Wednesday, October 6, 2010

I'm thinking I should get it out.


 
Please Just Let Me Lose Composure For Now





Dear readers, (I'd like to pretend there are actually people reading this ! Haha)
I know right, it's been awhile since the last post. Just so y'know, I've been working relatively hard this two weeks I must say. I know that it's not the best that I'm capable of though.
I know that I can and I need to be working even harder than this, but sometimes I'm hindered by my kindness.
Weird? Not really.At least i thought so myself.
 Oh don't get me wrong though,I'm not to boast & brag that I'm kind. In fact, I'm not really a fan of boasting.So yeah,whatever.

It's not good I know, But doooooodee...It is not like I can help it and I think it is better than not bothering about how others feel as long as you get what you want right?

Though I know, it's like that in the real world, but hey, if the world's like this, doesn't mean I have to be.







Secondly, just a random question, why are there mood swings?
It's annoying.

I was obviously happy this morning & afternoon.
Nothing bad happened to me today.
In fact today is actually pretty good, despite the fact that I was having this headache and stomach pain.
But that's not really a big deal,I thought to myself and it didn't affect me pretty much at first.
One of my friends even asked me why is it that I'm so happy today cause it's scaring them.

PAUSE ....
Huh? o.O
( That's weird, cause back in my old school, me being NOT HAPPY scares my friends. Me being HAPPY DO NOT scare them at all. )

RESUME


I was happy even as I was walking back from campus after the test.
I was STILL happy when I reached the room.
I was STILL happy when I turned on the lappy.
BUT right after I sat down for awhile, I became miserable.
I seriously don't know why.
So I went to sleep to try and get rid of the frustration.
Apparently, I didn't wanna get out of bed when I was already awake.
I've been trying to figure out for the past hours, what is it that made me feel so frustrated SUDDENLY without any reason whatsoever, I repeat, SUDDENLY!.
I can't understand why I'm so miserable right now.
maybe I'm still holding grudge against someone without me realizing.
maybe I'm miserable at the fact that I have heaps of homework to do.
maybe I'm so miserable that I have heaps of revisions to do.

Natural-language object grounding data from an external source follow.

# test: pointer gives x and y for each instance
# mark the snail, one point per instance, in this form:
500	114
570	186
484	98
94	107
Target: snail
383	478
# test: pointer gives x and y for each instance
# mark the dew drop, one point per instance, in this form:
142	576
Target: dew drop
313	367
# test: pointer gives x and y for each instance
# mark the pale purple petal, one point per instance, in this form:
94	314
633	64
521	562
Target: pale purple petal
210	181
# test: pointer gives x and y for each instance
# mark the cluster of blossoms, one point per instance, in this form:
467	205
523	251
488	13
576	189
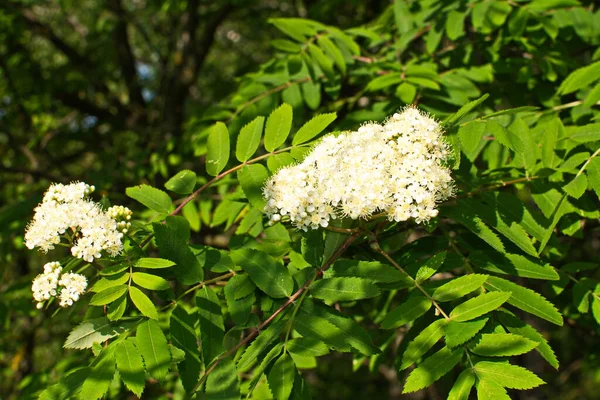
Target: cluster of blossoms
396	168
93	230
67	287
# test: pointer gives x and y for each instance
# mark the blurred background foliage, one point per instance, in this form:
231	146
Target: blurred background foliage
121	92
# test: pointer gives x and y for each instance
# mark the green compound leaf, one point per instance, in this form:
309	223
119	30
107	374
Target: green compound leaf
108	295
507	375
278	127
152	344
149	281
432	369
153	198
182	183
100	377
143	303
249	139
463	385
210	318
184	337
97	330
313	127
153	263
131	366
422	343
502	345
457	333
218	149
411	309
459	287
343	289
252	179
526	299
265	271
281	377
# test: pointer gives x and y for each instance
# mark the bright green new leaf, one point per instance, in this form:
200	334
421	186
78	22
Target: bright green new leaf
182	183
266	272
478	306
143	303
152	344
218	149
411	309
502	345
252	179
278	127
421	344
457	333
459	287
281	377
343	289
432	369
506	375
313	127
526	299
130	366
249	139
153	198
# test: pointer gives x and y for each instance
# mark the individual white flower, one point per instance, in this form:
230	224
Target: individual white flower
44	286
396	168
65	210
72	287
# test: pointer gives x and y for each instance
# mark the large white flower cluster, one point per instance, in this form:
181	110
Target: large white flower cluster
396	168
65	212
67	287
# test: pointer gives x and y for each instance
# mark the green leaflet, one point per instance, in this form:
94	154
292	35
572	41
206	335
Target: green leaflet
415	306
457	333
151	197
130	366
515	325
153	347
249	139
252	178
266	272
210	318
143	303
333	290
507	375
313	127
183	335
432	369
462	386
502	344
278	127
373	270
182	183
478	306
459	287
421	344
217	153
526	299
97	382
259	345
97	330
223	382
281	377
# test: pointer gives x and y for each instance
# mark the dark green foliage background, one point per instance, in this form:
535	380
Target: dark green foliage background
118	93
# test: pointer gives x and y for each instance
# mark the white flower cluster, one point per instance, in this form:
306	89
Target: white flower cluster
396	168
68	287
93	230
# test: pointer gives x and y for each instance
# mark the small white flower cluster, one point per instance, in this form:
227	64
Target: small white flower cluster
93	230
68	287
396	168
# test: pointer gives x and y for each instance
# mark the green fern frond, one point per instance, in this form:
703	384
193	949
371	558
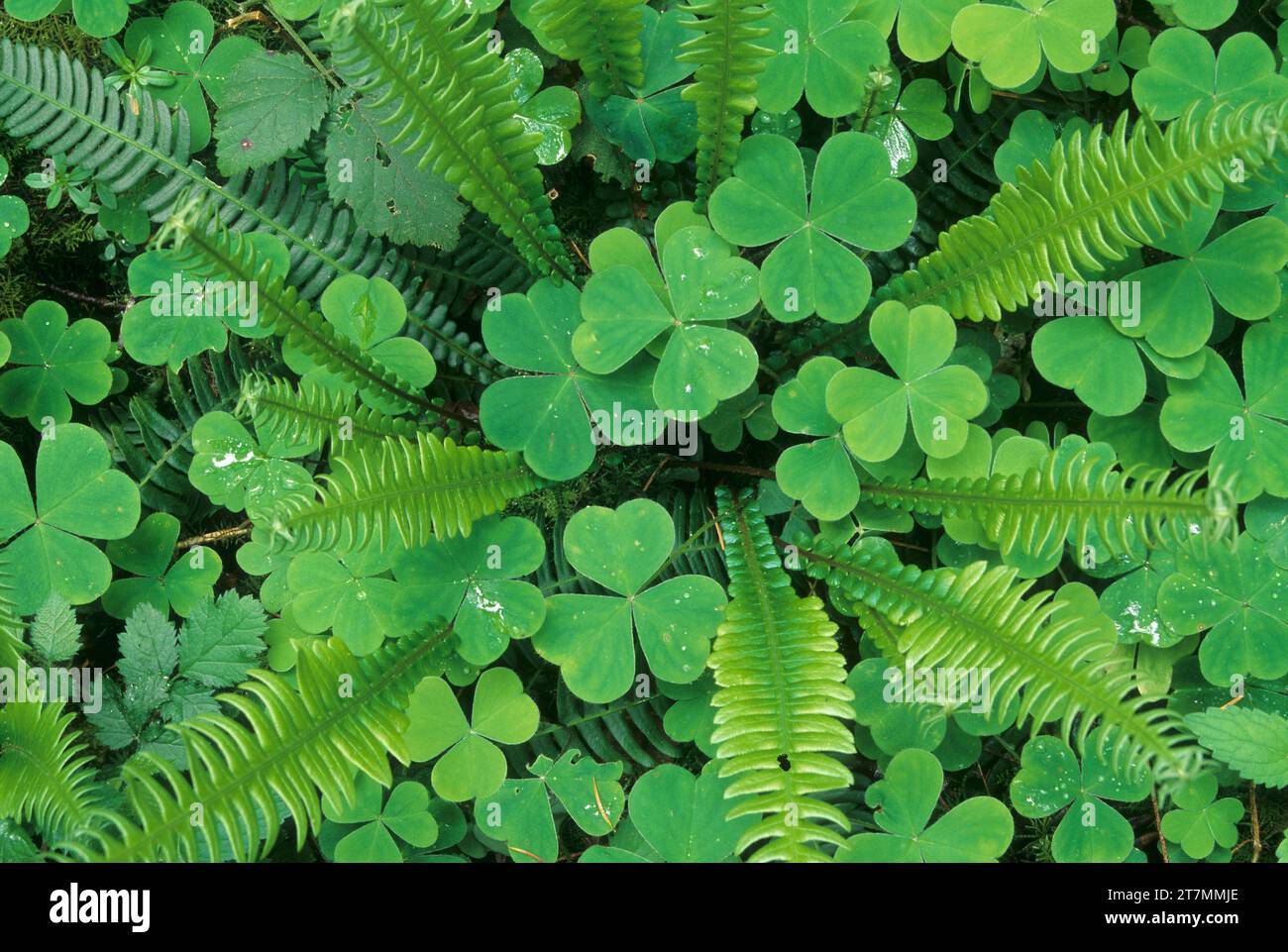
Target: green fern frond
1090	202
46	775
223	256
1074	495
314	415
347	715
782	697
406	491
983	618
446	101
601	35
729	62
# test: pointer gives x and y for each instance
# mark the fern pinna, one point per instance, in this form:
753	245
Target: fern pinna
1089	204
601	35
782	698
1055	666
434	84
728	62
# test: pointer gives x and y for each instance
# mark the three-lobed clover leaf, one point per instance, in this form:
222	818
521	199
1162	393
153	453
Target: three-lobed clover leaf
53	364
519	814
550	412
352	596
819	475
147	553
471	766
231	467
853	198
176	317
473	582
1248	434
372	313
552	112
656	123
180	44
1183	69
1009	42
819	52
1201	822
374	821
1050	780
925	26
590	637
1236	592
875	408
684	818
627	304
78	496
975	831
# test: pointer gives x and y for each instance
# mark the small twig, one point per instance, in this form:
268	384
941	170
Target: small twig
215	536
1158	826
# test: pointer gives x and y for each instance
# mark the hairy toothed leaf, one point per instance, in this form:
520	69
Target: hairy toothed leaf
1250	741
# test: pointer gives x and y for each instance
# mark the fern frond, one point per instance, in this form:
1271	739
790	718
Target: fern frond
1090	202
1072	495
223	256
729	62
296	745
983	618
46	775
403	489
445	99
782	697
601	35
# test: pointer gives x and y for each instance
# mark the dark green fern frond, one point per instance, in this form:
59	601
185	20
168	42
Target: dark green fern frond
729	62
601	35
316	415
223	256
1067	496
982	618
295	746
403	491
445	99
46	775
782	697
1090	202
119	145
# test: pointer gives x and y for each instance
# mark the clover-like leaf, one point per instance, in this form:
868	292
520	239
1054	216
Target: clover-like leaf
626	307
925	26
853	200
1201	822
875	408
1183	69
236	472
352	596
1009	42
53	364
372	313
1236	592
473	582
472	764
1050	780
147	553
78	496
549	412
590	637
179	42
1245	433
376	821
975	831
819	52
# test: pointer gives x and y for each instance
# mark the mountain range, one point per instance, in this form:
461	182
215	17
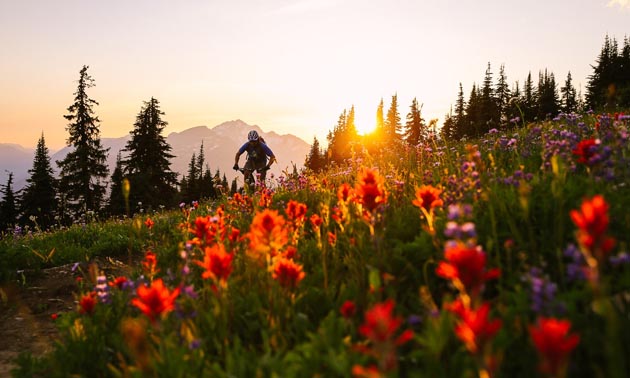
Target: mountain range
220	144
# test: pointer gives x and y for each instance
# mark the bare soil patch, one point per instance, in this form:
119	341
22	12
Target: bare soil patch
27	309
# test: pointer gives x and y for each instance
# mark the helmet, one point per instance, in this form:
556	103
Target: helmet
253	135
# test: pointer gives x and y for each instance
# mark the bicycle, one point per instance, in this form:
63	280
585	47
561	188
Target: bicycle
248	176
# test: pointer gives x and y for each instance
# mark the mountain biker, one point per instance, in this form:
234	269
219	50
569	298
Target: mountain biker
257	153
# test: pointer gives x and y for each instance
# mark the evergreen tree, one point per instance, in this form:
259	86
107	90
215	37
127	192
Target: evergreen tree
39	197
603	82
460	115
415	130
473	114
448	127
379	131
548	101
502	94
8	206
84	168
529	99
315	160
569	97
148	164
489	116
392	122
116	204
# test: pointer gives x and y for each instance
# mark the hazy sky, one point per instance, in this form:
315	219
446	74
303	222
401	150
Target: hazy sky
287	66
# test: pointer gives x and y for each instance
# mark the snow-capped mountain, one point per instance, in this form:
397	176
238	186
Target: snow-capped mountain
220	144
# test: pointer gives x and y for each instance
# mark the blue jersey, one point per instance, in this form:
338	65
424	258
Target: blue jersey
258	152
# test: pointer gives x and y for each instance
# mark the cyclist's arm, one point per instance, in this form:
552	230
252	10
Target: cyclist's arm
239	153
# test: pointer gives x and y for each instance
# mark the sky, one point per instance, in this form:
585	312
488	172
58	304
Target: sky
286	66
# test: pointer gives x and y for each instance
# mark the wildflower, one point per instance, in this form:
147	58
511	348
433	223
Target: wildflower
474	328
380	327
119	282
155	300
370	189
150	263
344	193
296	211
592	221
348	308
428	198
585	150
149	223
554	343
316	220
287	273
366	372
267	235
466	266
87	303
217	263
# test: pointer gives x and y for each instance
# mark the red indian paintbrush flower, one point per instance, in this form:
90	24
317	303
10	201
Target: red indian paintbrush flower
155	300
267	234
118	282
554	343
370	189
345	193
428	197
149	223
217	263
468	265
296	211
348	308
592	221
584	150
87	303
380	328
474	328
149	264
287	272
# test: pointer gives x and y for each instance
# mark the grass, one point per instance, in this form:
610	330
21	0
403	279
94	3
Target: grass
241	306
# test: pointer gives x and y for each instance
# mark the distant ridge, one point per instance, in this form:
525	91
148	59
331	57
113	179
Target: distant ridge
220	145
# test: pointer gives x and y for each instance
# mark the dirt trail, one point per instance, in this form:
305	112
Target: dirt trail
26	310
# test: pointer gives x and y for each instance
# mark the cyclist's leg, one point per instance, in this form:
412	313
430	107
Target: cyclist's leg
248	174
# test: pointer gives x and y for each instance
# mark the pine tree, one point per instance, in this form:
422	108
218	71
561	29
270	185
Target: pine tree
8	207
502	94
548	101
415	130
39	197
315	160
489	116
392	122
569	97
116	205
84	169
601	87
148	165
529	99
379	131
459	123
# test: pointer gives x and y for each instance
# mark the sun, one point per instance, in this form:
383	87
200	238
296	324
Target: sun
365	125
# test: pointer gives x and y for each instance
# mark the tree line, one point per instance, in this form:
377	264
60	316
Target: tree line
491	104
141	180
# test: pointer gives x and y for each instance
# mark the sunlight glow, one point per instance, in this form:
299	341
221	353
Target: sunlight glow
624	4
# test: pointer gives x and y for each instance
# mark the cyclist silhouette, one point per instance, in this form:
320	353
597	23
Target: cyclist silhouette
257	154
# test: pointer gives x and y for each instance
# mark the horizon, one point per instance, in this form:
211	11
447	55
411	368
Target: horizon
291	67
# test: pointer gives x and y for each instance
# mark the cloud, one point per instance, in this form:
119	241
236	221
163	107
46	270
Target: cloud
623	4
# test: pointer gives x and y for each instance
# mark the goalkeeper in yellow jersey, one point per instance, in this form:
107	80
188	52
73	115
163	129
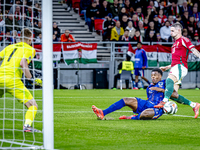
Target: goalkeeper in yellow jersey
16	58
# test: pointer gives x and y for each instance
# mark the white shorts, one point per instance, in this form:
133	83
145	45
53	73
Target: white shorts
179	71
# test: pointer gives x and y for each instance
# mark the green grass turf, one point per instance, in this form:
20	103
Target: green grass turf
76	126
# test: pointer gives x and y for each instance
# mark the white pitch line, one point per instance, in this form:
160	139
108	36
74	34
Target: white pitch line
68	112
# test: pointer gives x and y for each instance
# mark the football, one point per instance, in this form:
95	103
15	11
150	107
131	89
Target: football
170	107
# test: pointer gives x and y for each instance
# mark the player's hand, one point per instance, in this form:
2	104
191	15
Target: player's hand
157	89
38	82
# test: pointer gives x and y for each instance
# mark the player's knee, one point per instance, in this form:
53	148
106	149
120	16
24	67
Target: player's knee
129	101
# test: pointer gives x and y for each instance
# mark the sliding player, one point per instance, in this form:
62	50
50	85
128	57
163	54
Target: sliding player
179	67
16	58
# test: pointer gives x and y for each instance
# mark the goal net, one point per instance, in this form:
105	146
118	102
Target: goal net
15	16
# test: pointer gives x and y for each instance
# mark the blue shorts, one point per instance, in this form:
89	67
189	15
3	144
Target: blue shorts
139	72
144	104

Ahhhh, all this doesn't make sense can!

WHY IS IT THAT I AM I FRUSTRATED RIGHT NOW!
I feel like hitting someone really badly...
I feel like tearing up someone..(that sounds really scary,yes?)
STILL, IT DOESN'T MAKE ANY SENSE!
Now, I don't feel like doing my homework.
I don't feel like doing anything at all.
I don't feel like myself anymore.
I GOT TONES TO DO!

I guess,






I'll Erase Everything.
Reset, Reset







Okay,





I'm blissful
Still.

xoxo.

2 comments:

Darren RyanZn Tan said...

I like the quote, "Life is rough so you gotta be tough.". Inspiring.

Unknown said...

sounds like somebody needs a break yes?